Will make a graph from the scikit learn's make blobs dataset.

Configuration

Preprocessing options

  • df_path: Path to the dataframe.
  • preprocess_mode: Preprocessing mode, either 'infer' or 'preprocess'. Use 'infer' if you are not sure which variables are categorical and set the unique_threshold accordingly. Otherwise use 'preprocess' and set the features name that will be treated as categorical via the . If there are not any categorical features, set this flag to 'preprocess' and categorical_cols to None.
  • unique_threshold: this threshold represents the maximum ratio of unique values to the total number of rows a column can have before being considered numerical given that preprocess_mode is 'infer'.
  • categorical_cols: the list of columns that will be threated as categorical when preprocess_mode is set to 'preprocess'.
  • scaler: option to set the scaler to be applied to the remaining numerical columns. One among ['standard', 'minmax'].
  • preprocess_df_path: path/to/preprocessed dataframe.
  • label_col: column containing the label to be predicted, leave None for no predictions
  • ids_col: column containing the id. Set to None where there are no ids and the row's id will be used.
  • pass_cols: columns that should not be preprocessed.
  • drop_cols: columns that won't take part to the model.
  • save_date_experiment: whenever append the datetime of the experiment on the output files or not.

Manifold learning options

  • technique: name of the manifold learning technique to apply.

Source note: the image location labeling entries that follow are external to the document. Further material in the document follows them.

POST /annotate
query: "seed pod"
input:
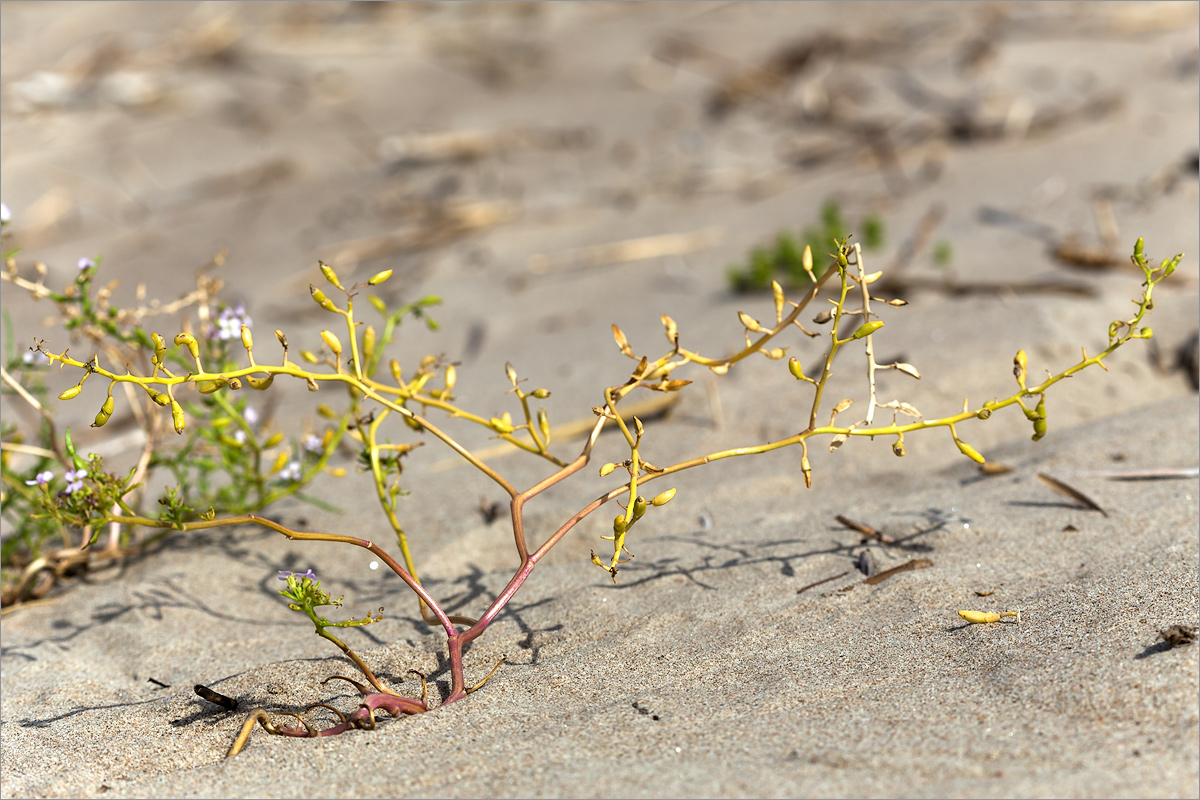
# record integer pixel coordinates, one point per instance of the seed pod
(322, 300)
(333, 343)
(190, 341)
(868, 329)
(750, 323)
(330, 275)
(369, 344)
(106, 411)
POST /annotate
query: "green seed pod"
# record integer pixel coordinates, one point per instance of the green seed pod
(868, 329)
(190, 341)
(106, 411)
(322, 300)
(330, 275)
(663, 499)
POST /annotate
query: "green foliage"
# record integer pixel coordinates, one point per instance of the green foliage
(196, 383)
(785, 260)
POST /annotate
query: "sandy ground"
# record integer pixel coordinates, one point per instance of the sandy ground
(485, 152)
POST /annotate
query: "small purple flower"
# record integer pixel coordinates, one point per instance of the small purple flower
(291, 473)
(229, 322)
(42, 479)
(75, 480)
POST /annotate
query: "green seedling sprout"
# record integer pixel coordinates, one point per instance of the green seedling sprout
(354, 359)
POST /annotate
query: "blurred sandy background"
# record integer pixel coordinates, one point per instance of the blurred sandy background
(550, 169)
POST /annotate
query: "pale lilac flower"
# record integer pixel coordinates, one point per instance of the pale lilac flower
(42, 479)
(75, 480)
(229, 322)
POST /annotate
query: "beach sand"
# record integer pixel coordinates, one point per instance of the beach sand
(712, 667)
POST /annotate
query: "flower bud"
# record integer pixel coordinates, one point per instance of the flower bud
(663, 499)
(190, 341)
(106, 411)
(322, 300)
(868, 329)
(330, 275)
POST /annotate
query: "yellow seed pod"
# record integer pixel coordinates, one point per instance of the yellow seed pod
(321, 299)
(330, 275)
(190, 342)
(749, 322)
(106, 411)
(369, 344)
(333, 343)
(969, 451)
(868, 329)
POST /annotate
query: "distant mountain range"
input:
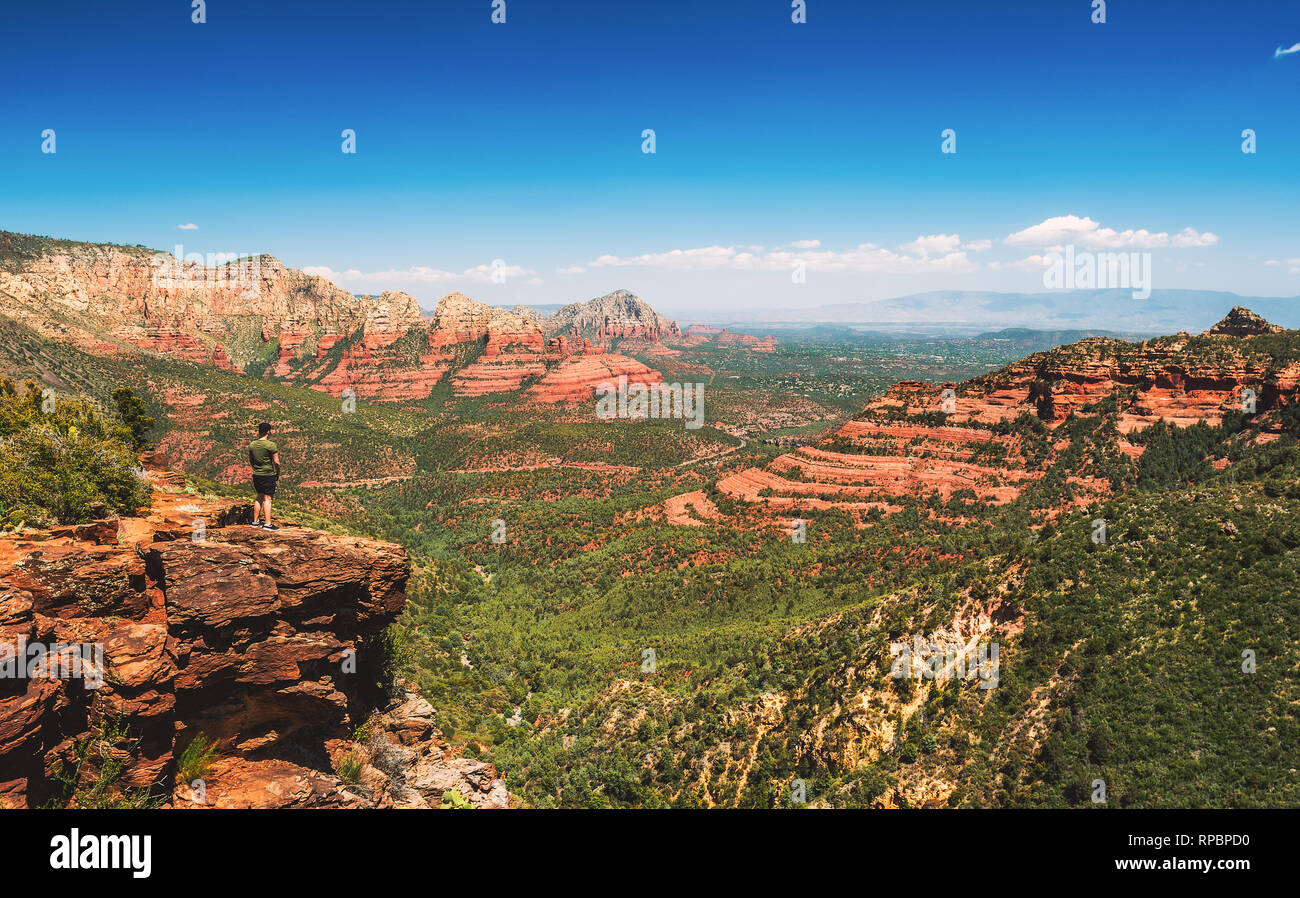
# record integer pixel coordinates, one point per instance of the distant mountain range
(974, 311)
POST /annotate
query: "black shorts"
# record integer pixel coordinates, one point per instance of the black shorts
(265, 484)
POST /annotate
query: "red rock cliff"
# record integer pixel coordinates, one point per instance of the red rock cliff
(256, 640)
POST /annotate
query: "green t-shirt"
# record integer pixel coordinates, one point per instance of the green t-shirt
(259, 456)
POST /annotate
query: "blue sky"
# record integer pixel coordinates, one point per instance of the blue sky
(521, 142)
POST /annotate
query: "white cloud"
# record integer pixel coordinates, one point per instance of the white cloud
(1035, 263)
(1090, 234)
(943, 244)
(863, 257)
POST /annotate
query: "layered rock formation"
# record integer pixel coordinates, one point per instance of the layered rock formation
(954, 439)
(255, 315)
(576, 378)
(260, 641)
(1242, 321)
(98, 296)
(616, 316)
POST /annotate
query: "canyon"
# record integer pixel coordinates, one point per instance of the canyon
(943, 439)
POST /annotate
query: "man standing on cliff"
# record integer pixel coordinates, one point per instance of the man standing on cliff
(264, 459)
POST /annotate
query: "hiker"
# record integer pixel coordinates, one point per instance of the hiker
(264, 458)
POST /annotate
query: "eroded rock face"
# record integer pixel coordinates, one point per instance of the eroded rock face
(258, 316)
(108, 299)
(256, 640)
(620, 315)
(953, 439)
(1242, 321)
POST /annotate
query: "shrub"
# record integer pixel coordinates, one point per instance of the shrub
(195, 762)
(63, 460)
(454, 801)
(350, 768)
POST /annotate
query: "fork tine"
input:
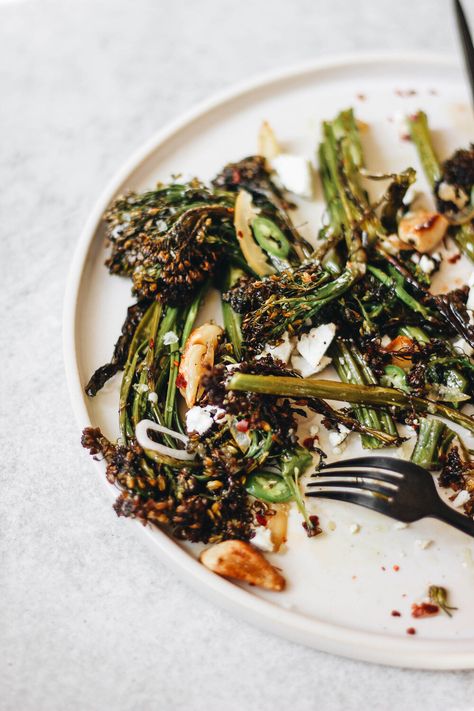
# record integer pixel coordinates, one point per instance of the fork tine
(373, 485)
(359, 472)
(386, 462)
(377, 503)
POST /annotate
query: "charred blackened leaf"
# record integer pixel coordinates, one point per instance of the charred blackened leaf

Options are 'TSNE', 'Isomap', 'MDS', 'LLE
  • manifold_params: a dict, parameters to pass to the manifold learning algorithm. None will use pre-set parameters.
  • manifold_df_path: path/to/learned dataframe

Graph learning options

  • relationship_mode: the dataframe to use to learn the distance relationships. Can be original (original dataset), preprocessed (the preprocessed dataframe obtained by the preprocessing step specified above) or manifold (the dataset learned by the manifold learning technique specified above).
  • graph_mode: option for the graph. Pick one among ['neighbors', 'distance', 'similarity'].
    • neighbors: creates a graph where a limited number of close nodes in the feature space are connected.
      • graph_parameters dictionary. One can set:
        • n_neighbors: This parameter specifies the number of nearest neighbors to consider for each node when constructing edges. The idea is to connect each node in the graph to its n_neighbors closest nodes based on the distance between their features in the processed dataset.
        • distance_threshold: This optional parameter sets a maximum distance threshold for creating edges between nodes. If specified, an edge is only added between two nodes if the distance between them (based on their features) is less than or equal to this threshold.
    • distance: creates a graph where closer nodes in the feature space are connected.
      • graph_parameters dictionary. One can set:
        • p: int which Minkowski p-norm to use.
        • distance_threshold: float, the threshold for adding an edge between two nodes.
    • similarity: creates a graph where similar nodes in the feature space are connected.
      • graph_parameters dictionary. One can set:
        • similarity_function: function, a custom function to compute the similarity between two points. cos_sim is implemented for this task. In case of custom similarity function, make sure to specify them in utils.py and make sure that the input is function(p_1, p_2) and should return a float value in the range [0, 1].
        • similarity_threshold: float, the threshold for adding an edge between two nodes based on similarity.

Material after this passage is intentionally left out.